Marcus Mariota had his struggles during the season, throwing 15 interceptions and just 13 touchdowns. He didn’t progress the way people had hoped, but he certainly showed why he was the second overall pick in the 2015 draft in that second half. The Patriots have always had issues with mobile quarterbacks who can pass efficiently, and Mariota took over the second half by running well and creating plays. The Titans went up-tempo during the comeback, and his ability to make things happen when plays broke down was the difference. The numbers aren’t off the charts — he finished 19-of-31 for 205 yards, two touchdowns and an interception while running for 46 yards — but he was good when he needed to be, putting together three scoring drives in the second half including one in which he threw a touchdown pass to himself, catching a batted pass and running it in. While the Pats have done well defending Buffalo’s Tyrod Taylor, they weren’t as successful containing Cam Newton, Alex Smith and Deshaun Watson. Mariota has played once against the Patriots, but left that 2015 game early with a knee injury.

2. Oh, Henry!

If the Pats thought dodging Kareem Hunt was a bonus, well, Derrick Henry isn’t going to be a picnic. He dominated the Chiefs’ front seven and by the second half, they wanted no part of tackling the 6-foot-3, 238-pound back. Just ask Darrelle Revis. The former University of Alabama stud had a career high 23 rushes for 156 yards and a touchdown, and became the second running back in Titans history (Eddie George) to rush for at least 150 yards in a playoff game. The Titans’ strength is one of the Patriots’ weaknesses as New England’s defense was the second worst in the league this season, allowing 4.7 yards per carry. They might be getting Kyle Van Noy and Alan Branch back and have James Harrison on board, but stopping the Titans’ running game will be a big challenge.

3. Remember these Titans

The Titans own the fourth-best run defense in the league.

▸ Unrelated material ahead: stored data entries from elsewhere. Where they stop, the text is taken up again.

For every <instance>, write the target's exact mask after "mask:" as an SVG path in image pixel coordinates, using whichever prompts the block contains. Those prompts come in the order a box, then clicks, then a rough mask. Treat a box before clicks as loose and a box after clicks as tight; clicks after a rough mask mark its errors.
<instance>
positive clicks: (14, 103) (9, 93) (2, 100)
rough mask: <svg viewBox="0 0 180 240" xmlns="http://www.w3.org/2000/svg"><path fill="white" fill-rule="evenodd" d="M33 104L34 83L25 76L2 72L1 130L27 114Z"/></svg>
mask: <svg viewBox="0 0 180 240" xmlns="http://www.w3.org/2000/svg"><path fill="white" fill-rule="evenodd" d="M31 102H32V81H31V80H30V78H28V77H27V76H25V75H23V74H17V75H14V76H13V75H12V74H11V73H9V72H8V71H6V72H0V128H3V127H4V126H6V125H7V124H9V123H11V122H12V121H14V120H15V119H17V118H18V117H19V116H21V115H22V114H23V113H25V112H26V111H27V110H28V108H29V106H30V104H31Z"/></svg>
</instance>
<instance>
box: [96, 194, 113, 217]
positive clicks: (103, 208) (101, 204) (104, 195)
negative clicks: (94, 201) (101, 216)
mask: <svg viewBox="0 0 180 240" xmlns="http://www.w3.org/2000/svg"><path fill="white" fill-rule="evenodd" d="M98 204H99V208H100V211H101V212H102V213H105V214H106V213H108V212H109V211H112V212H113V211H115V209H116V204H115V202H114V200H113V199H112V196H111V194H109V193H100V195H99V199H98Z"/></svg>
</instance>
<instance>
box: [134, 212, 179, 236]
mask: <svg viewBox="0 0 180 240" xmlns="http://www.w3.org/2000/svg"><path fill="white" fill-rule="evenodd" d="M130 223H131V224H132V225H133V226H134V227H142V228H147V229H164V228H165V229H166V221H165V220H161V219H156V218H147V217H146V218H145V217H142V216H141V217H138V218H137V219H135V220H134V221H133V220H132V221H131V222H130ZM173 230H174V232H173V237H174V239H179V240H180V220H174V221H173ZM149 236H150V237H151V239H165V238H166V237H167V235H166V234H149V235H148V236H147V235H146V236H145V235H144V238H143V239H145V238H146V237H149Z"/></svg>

Derrick Morgan, Jurrell Casey, Wesley Woodyard, Sylvester Williams and Brian Orakpo have been tough to move up front. Yes, maybe it was poor playing calling on Andy Reid’s part, but Hunt completely disappeared in the second half and was barely a factor all game. When the Chiefs did give him the ball, he found few holes, running for just 42 yards and a score on 11 carries. With the game in the balance, the NFL’s leading regular-season rusher earned just five carries for 17 yards, three of which went for a yard or less. The Patriots, of course, have been relying heavily on their run game with Dion Lewis. If he’s neutralized, that would be significant.

4. The Dick LeBeau Factor

The legendary defensive coordinator, inducted into the Pro Football Hall of Fame in 2010, is 80 years old and still on the sideline calling plays. He’s most known around New England for when he was in Pittsburgh from 2004-14. Back then, Tom Brady was a thorn in his side. Brady and his mates have owned LeBeau and his zone-blitz scheme. On Saturday, LeBeau went after Alex Smith, blitzing heavily with linebackers Woodyard and Orakpo and leaving Smith with little time to throw. However, Brady’s quick reads and quick delivery have usually been a recipe for success against that approach. In fact, he typically picks apart any zone. The one time LeBeau switched up and went with more man-coverage was one of the few times the Steelers had success.

5. Run, Gronk, run

The Titans got a break when Chiefs tight end Travis Kelce left the game with a concussion. When he was in the game, they could not stop him, allowing four catches for 66 yards and a 13-yard touchdown reception. The second-half Chiefs offense was lost without him. If the Titans had no answer for Kelce, they won’t have a clue with Rob Gronkowski, the best tight end in the game. Disregarding the season finale against the Jets — in which he wasn’t even targeted — Gronk has 28 catches on 39 targets for 464 yards and three touchdowns in his previous four games. That’s an average of 16.6 yards per catch. After missing last season’s Super Bowl run, a healthy Gronk is primed for a big postseason.